# Creating and interacting with a DAXA Archive

This tutorial will explain the basic concepts behind the second type of important class in DAXA, the Archive class (with mission classes being the first type, see [the missions tutorial](missions.html)). DAXA Archives are what manage the datasets that we download from various missions, enabling easy access and greatly simplifying processing/reduction - they allow you to stop thinking about all the files and settings that any large dataset entails.

We will cover the following:

* Setting up an Archive from scratch, using filtered DAXA missions.
* Loading an existing Archive from disk.
* The properties of an Archive.
* Accessing processing logs and success information (though we do not cover processing in this part of the documentation).

## Import Statements

In [1]:
from daxa.mission import XMMPointed, Chandra, eRASS1DE, ROSATPointed
from daxa.archive import Archive

## What is a DAXA archive?

DAXA Archives take a set of filtered missions, make sure that their data are downloaded, and enable easy access and organisation of all data files and processing functions. Key functionality includes:

* Storing the logs and errors of all processing steps (if run).
* Allowing for their easy retrieval. 
* Managing the myriad files produced during the processing.
* Keeping track of which processes failed for which data, ensuring that any further processing only runs on data that have successfully passed through the earlier processes.

Archives can also be loaded back into DAXA at a later date, so that the processing logs of data that has since been found to be problematic can be easily inspected, or indeed so that processing steps can be re-run with different settings; this also allows for archives to be updated, if more data become available.

## Creating a new archive

Here we will demonstrate how to set up a new DAXA Archive from scratch - this information can be combined with the [the missions tutorial](missions.html) and the <font color='red'>case studies</font> to create an archive from any dataset you might be using.
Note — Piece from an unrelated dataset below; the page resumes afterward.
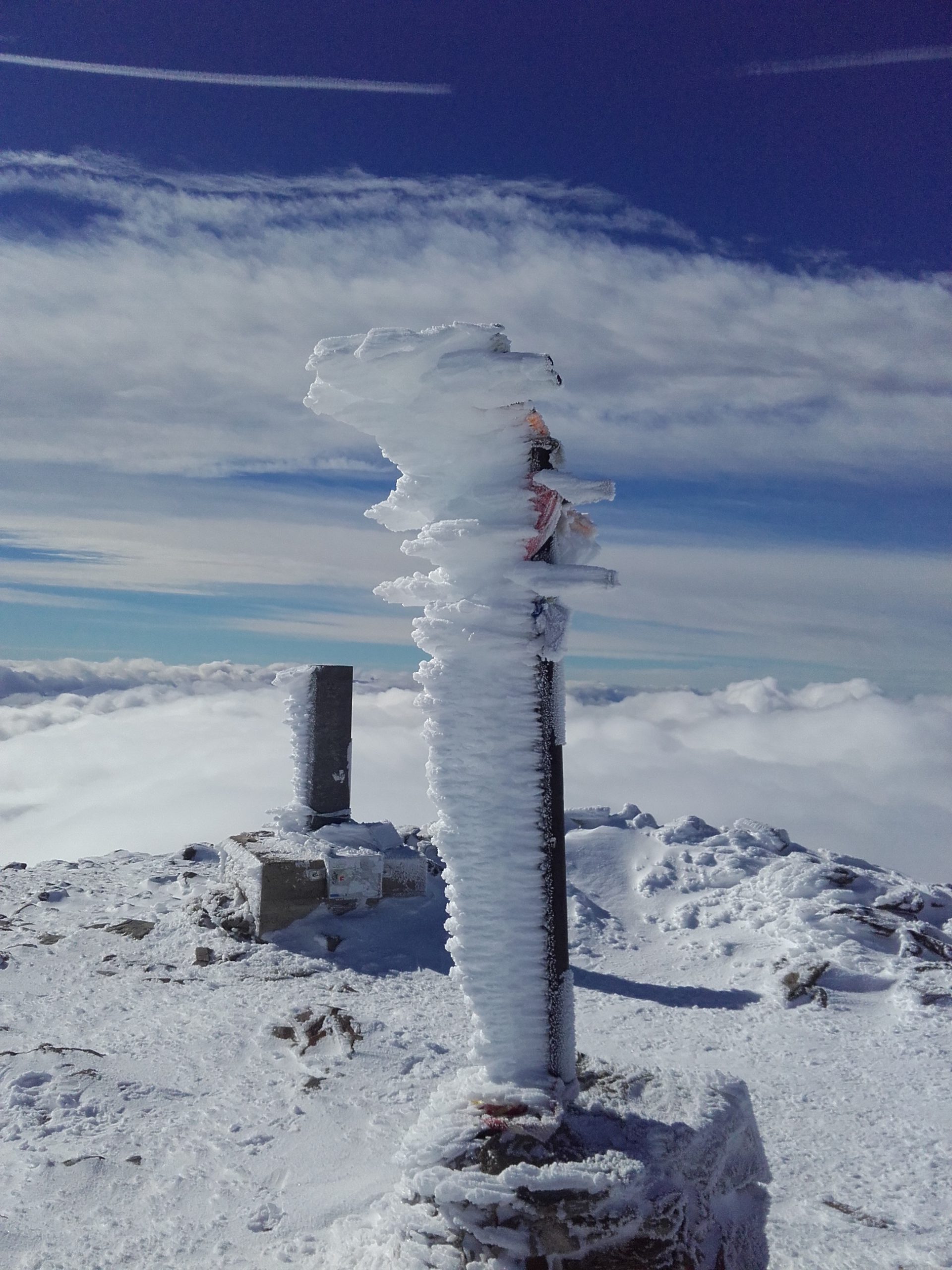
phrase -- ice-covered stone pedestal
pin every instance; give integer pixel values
(643, 1170)
(285, 876)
### Step 1 - Set up and filter missions 

The first thing we have to do is to select the observations that we wish to include in the archive (and indeed the missions that we wish to include). The missions all have different characteristics, so your choice of which to include will be heavily dependent on your science case.

Here we will create an archive of XMM, Chandra, eROSITA All-Sky DR1, and ROSAT pointed observations of a famous galaxy cluster (though the archive would behave the same if it held data for a large sample of objects).
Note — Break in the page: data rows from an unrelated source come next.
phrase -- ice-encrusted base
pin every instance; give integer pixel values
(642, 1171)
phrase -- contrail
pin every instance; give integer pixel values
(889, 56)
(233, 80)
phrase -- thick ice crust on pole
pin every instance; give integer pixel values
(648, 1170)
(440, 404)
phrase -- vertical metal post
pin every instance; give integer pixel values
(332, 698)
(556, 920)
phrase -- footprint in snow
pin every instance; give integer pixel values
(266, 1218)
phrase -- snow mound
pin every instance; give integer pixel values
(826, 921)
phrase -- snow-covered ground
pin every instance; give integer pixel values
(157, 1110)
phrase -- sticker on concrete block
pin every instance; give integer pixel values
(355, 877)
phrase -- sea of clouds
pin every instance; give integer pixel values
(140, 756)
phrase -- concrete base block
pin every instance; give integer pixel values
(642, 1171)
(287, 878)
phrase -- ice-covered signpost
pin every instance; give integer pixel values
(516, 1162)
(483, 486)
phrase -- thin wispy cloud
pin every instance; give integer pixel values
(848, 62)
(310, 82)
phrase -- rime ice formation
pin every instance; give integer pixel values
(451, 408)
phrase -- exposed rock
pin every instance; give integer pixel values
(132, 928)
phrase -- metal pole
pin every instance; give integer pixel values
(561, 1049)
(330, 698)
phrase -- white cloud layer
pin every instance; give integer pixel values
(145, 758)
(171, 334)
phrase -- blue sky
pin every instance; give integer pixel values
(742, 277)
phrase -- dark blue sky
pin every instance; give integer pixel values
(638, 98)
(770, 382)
First of all, we define instances of the mission classes that we wish to include:

In [None]:
xm = XMMPointed()
ch = Chandra()
er = eRASS1DE()
rp = ROSATPointed()

Then we filter them to only include observations of our cluster:

In [None]:
xm.filter_on_name("A3667")
ch.filter_on_name("A3667")
er.filter_on_name("A3667")
rp.filter_on_name("A3667")

We then download the available data (though the declaration of an Archive would also trigger this, we do it this way because we wish to download pre-generated products for Chandra and ROSAT pointed observations):

In [None]:
xm.download()
ch.download(download_products=True)
er.download()
rp.download(download_products=True)

### Step 2 - Setting up an Archive object

Now we create the actual DAXA Archive instance - all this requires is for us to choose an archive name (which is what will be used to load it back in at a later date, if necessary) and to pass in the filtered missions that we have already created:

In [None]:
arch = Archive("A3667", [xm, ch, er, rp], clobber=True)
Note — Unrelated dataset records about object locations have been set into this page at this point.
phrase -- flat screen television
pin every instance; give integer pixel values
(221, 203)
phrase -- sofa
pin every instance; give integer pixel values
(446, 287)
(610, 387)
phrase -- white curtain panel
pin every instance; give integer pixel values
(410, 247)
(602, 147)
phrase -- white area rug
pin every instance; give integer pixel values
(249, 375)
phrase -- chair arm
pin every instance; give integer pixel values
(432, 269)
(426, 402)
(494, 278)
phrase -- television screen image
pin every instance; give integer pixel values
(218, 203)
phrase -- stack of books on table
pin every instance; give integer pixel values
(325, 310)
Now we've declared it, we can use the `info()` method to get a summary of its current status, including the amount of data available:

In [None]:
arch.info()

### Step 3 - Processing the Archive

We're not actually going to cover _how_ to process things here, as each telescope tends to have its own backend software with a unique way of doing things; they each have their own processing tutorials, which will demonstrate both a one-line processing method, and how to control the reduction in more detail. Any processing method will take the archive object as an argument, and act on the data stored within it.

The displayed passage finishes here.